Despite coming off a loss and dropping two of her last three appearances, Ribas knows that she’s continuing to improve as a fighter, and admitted that she feels more comfortable inside the Octagon each time out.
And while she’d much rather not face a fellow Brazilian, the improving rising star is quick to put a positive spin on facing off with her countrywoman on Saturday night in Las Vegas.
“I think there are a lot of really good Brazilians, and sometimes we have to fight each other,” began Ribas, who has already faced fellow Brazilians Marina Rodriguez and Virna Jandiroba under the UFC banner. “Of course, it’s a little hard because for the Brazilian audience, it’s half-and-half and I like when it’s all for me.

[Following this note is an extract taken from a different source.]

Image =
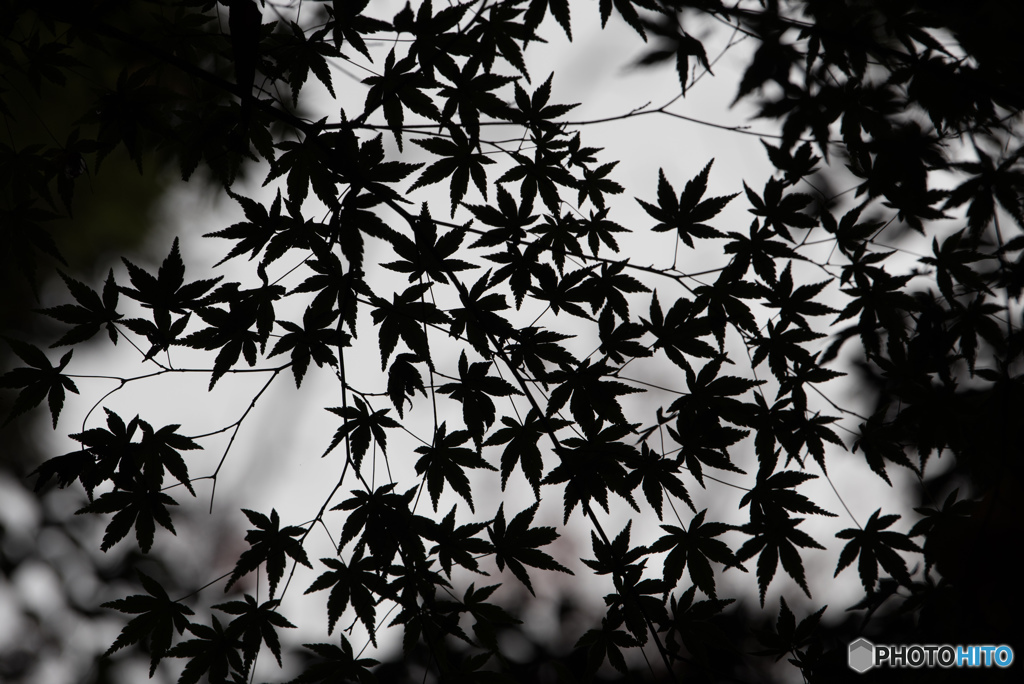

“But I always ask everybody to send good vibes for both of us to do a great fight, to represent our nation really well.”
Asked how she sees the fight with Araujo playing out, the engaging Ribas kept it simple, tying her outlook back to the efforts she’s put in along the way to UFC 285.
“I hope for me to finish the fight with my arms in the air and with a bonus,” she said cheerfully. “I’ve been training a lot and I hope I can do all that I did in my camp inside the cage.”
Should that come to pass, expect her customary non-stop smile and bouncy exuberance, not another “Poatan” impression.